Malaysia’s sovereign wealth fund Khazanah Nasional Bhd. started investor meetings in the Middle East, Asia and Europe on Jan. 17. Indonesia’s government is due to pick banks for an offering by the end of January, the sixth consecutive year it’s issued international sukuk. Kazakhstan and Bangladesh are also both considering sales.
The two entities will have to navigate emerging-market turmoil triggered by a sliding Chinese yuan and tumbling commodities. Indonesia is on high alert after last week’s terrorist attacks in Jakarta, while Malaysia needs to repair confidence after its credit outlook was cut by Moody’s Investors Service. Conditions are good for quality names as dollar funding still isn’t expensive, according to Union Investment Privatfonds GmbH.
“Market volatility is huge so far this year and market timing will be key for success,” said Sergey Dergachev, a senior money manager who helps oversee $13 billion at Union Investment in Frankfurt. “A premium has to be offered.” He holds some Khazanah dollar bonds and said he would look at the new issue given its rarity.
Sales of global Shariah-compliant securities fell 30 percent to $34.9 billion last year and there’s so far been no new offerings in 2016, data compiled by Bloomberg show.
Khazanah, which is rated the fourth-lowest investment grade of A3 by Moody’s and the same level as the sovereign, last sold foreign-currency Islamic debt in 2014. It issued $500 million of seven-year sukuk convertible into equities of state power company Tenaga Nasional Bhd.
Moody’s cut Malaysia’s credit-rating outlook to stable from positive earlier in January, citing an external environment that has crimped government revenue. Asia’s only major net oil exporter has been hit by a 41 percent tumble in Brent crude over the past 12 months and stands to lose 300 million ringgit ($68 million) for every $1 drop in the price of the commodity, according to government estimates.

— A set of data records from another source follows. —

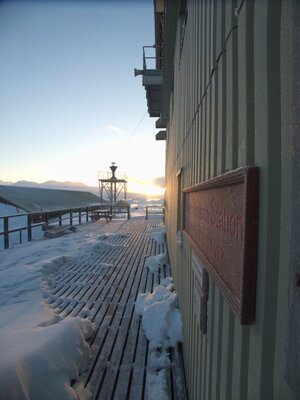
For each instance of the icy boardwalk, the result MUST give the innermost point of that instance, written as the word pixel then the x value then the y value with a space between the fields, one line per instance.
pixel 102 287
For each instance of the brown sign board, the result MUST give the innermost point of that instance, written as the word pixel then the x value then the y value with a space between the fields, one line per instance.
pixel 220 220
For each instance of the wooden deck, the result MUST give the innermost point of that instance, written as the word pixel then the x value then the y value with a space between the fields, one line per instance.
pixel 103 289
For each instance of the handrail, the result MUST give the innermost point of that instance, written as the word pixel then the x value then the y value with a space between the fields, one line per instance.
pixel 155 212
pixel 42 218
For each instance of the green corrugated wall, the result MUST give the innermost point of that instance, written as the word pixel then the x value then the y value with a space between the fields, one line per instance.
pixel 229 108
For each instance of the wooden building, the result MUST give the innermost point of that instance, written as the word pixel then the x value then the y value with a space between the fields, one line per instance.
pixel 229 100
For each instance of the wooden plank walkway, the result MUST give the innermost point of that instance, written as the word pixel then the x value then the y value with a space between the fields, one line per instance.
pixel 103 288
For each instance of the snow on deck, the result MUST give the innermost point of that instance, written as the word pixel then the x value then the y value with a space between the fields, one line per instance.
pixel 69 325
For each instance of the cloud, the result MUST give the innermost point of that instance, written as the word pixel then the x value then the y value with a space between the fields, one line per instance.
pixel 159 181
pixel 114 128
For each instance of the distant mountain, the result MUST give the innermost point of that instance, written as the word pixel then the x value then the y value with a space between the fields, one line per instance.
pixel 132 197
pixel 67 183
pixel 5 183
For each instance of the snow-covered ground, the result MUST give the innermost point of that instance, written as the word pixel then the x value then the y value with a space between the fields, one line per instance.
pixel 42 354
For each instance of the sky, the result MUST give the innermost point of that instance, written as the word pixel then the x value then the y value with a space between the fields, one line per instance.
pixel 69 102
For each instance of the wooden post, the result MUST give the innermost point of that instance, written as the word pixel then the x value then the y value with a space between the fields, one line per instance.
pixel 29 228
pixel 6 234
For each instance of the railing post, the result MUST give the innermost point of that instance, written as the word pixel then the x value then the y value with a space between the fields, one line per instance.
pixel 6 234
pixel 46 218
pixel 128 212
pixel 29 229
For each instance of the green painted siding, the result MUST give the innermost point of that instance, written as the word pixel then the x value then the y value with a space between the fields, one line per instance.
pixel 230 107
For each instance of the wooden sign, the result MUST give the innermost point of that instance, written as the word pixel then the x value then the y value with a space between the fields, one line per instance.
pixel 221 222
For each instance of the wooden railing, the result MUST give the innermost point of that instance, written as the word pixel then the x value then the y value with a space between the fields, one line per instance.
pixel 154 210
pixel 55 217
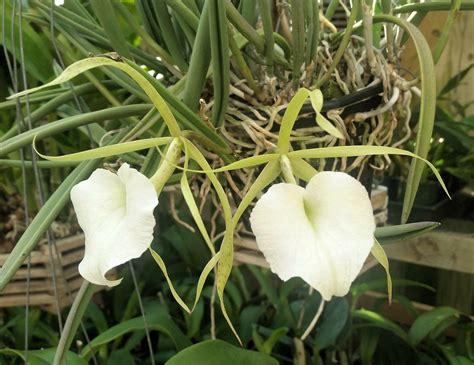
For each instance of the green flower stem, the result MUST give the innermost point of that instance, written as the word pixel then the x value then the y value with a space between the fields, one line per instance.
pixel 286 170
pixel 81 301
pixel 168 165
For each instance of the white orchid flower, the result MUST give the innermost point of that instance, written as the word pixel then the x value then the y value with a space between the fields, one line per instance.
pixel 322 234
pixel 115 212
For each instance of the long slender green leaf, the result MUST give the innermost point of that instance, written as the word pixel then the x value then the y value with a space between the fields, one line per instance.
pixel 220 59
pixel 74 318
pixel 266 14
pixel 381 322
pixel 169 35
pixel 90 63
pixel 42 221
pixel 69 123
pixel 160 322
pixel 392 234
pixel 104 10
pixel 347 151
pixel 378 252
pixel 342 46
pixel 427 109
pixel 43 357
pixel 199 65
pixel 111 150
pixel 298 34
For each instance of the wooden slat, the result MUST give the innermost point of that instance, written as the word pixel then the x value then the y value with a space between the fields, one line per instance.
pixel 439 249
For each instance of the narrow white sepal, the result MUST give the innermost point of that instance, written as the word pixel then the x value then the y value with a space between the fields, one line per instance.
pixel 322 234
pixel 115 211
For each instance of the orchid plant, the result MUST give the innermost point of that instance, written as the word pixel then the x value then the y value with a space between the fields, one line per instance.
pixel 316 225
pixel 322 234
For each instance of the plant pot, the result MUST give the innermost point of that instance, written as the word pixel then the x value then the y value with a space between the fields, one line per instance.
pixel 41 288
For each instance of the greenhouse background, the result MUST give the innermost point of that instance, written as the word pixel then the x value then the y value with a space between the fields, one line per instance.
pixel 236 182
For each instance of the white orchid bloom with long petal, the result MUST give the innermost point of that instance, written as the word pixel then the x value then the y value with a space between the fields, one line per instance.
pixel 115 212
pixel 322 234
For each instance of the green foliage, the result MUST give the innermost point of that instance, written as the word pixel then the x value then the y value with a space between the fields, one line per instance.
pixel 202 64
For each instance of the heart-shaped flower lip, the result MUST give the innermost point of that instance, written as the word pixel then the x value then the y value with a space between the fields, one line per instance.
pixel 322 234
pixel 115 211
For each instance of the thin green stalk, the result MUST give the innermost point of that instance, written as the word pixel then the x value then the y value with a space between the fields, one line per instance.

Indonesia, which is rated three levels lower than Malaysia, plans to issue as much as $2 billion of global sukuk in 2016, Robert Pakpahan, director general for budget financing and risk management at the Finance Ministry, was citing as saying by the local daily Kontan in October. It sold $2 billion of 10-year dollar Islamic notes in May at a coupon of 4.325 percent and drew $6.8 billion in orders. The securities were paying 5.02 percent on Tuesday, compared with 4.96 percent at the end of 2015, data compiled by Bloomberg show.
The Jakarta bombing on Jan. 14 that killed seven people including five terrorists has clouded the outlook for Asia’s most regular issuer of Shariah-compliant sovereign bonds just as the economy is forecast to have expanded last year at the slowest pace since 2009.
Khazanah may have to pay a premium of 150 basis points over U.S. Treasuries and Indonesia as much as 270 basis points, assuming they issue five-year paper, said Winson Phoon, a Kuala Lumpur-based fixed-income analyst at Maybank Investment Bank Bhd. Those notes were last paying 1.46 percent.
“Weighing against the risk of potentially higher dollar-funding conditions when the Federal Reserve tightens further, it could still be a good window of opportunity,” said Phoon. “Overall demand for sukuk remains healthy, although there may need to be some yield premium with a confluence of uncertainty and cautious sentiment.”